3. İşçileri Yeni Fırsatlara Uyumlayın
Yapay zeka odaklı yeniden beceri kazandırma, çalışanları aksamalara karşı hazırlamaya yardımcı oluyor. Ancak aynı zamanda çalışanları yaratılan yeni fırsatlara uyumlamak gerekiyor. Yapay zeka bu noktada da yardımcı olabiliyor; SkyHive ve Kalido gibi girişimler, çalışanları bireysel becerilerine, kariyer hedeflerine ve eğitim ihtiyaçlarına göre mevcut organizasyonlarının içindeki ve dışındaki yeni fırsatlara uyumlanmalarını sağlayan yapay zeka odaklı platformlar yarattı.

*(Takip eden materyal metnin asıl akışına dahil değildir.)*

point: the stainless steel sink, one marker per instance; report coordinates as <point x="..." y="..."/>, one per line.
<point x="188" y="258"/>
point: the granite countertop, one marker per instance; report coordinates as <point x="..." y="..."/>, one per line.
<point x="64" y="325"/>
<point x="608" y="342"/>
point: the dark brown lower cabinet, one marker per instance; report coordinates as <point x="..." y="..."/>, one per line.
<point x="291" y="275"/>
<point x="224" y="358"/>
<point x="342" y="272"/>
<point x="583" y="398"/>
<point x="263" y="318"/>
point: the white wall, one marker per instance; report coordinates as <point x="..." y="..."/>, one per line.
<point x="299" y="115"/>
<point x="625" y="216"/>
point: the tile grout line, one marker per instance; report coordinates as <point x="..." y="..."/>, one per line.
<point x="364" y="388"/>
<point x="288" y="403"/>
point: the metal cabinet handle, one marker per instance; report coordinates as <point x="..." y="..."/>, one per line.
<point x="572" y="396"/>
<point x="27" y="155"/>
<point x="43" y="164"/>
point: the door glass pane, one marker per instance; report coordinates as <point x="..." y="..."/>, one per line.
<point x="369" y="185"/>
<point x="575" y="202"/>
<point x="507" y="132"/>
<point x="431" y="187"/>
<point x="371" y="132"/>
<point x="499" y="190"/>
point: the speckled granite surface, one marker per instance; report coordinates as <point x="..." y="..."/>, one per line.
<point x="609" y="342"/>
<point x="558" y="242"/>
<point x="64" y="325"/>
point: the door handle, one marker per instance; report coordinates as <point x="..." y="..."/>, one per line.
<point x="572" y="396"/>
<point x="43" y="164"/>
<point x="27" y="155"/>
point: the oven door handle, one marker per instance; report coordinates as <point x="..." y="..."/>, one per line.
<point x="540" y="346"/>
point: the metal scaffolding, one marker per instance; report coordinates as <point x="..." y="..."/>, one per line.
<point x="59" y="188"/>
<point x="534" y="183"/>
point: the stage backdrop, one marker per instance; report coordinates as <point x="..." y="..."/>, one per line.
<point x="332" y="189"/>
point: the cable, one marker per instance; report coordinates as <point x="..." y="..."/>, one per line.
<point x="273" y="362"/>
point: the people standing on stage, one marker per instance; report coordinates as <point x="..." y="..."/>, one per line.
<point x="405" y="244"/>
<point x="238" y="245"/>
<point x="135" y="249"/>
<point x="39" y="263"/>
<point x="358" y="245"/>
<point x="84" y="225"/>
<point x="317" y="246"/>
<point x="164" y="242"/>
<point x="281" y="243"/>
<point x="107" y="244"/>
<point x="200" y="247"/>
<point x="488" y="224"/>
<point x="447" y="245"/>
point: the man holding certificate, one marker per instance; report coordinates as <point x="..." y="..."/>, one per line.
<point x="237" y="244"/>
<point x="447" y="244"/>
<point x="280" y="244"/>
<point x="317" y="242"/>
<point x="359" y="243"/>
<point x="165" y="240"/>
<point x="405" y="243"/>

4. Yeni Nesil İşçileri Hazırlayın
Yapay zeka yalnızca bugünün çalışanlarını geleceğe hazır hale getirmek ve onları yarının fırsatlarına uyumlamak için değil, aynı zamanda yeni nesil işçileri teknolojiyle kesintiye uğramış ve dönüştürülmüş bir geleceğe hazırlamak için de kullanılıyor. Örneğin, Yeni Delhi merkezli girişim ConveGenius, her öğrencinin öğrenme ihtiyaçlarını değerlendirmek ve işçi ve vatandaş olarak başarılı olmak için ihtiyaç duydukları eğitim içeriğini sunmak için yapay zekayı kullanarak kaliteli eğitime en sınırlı erişime sahip Hindistan’daki 100 milyon öğrenciyi hedefledi.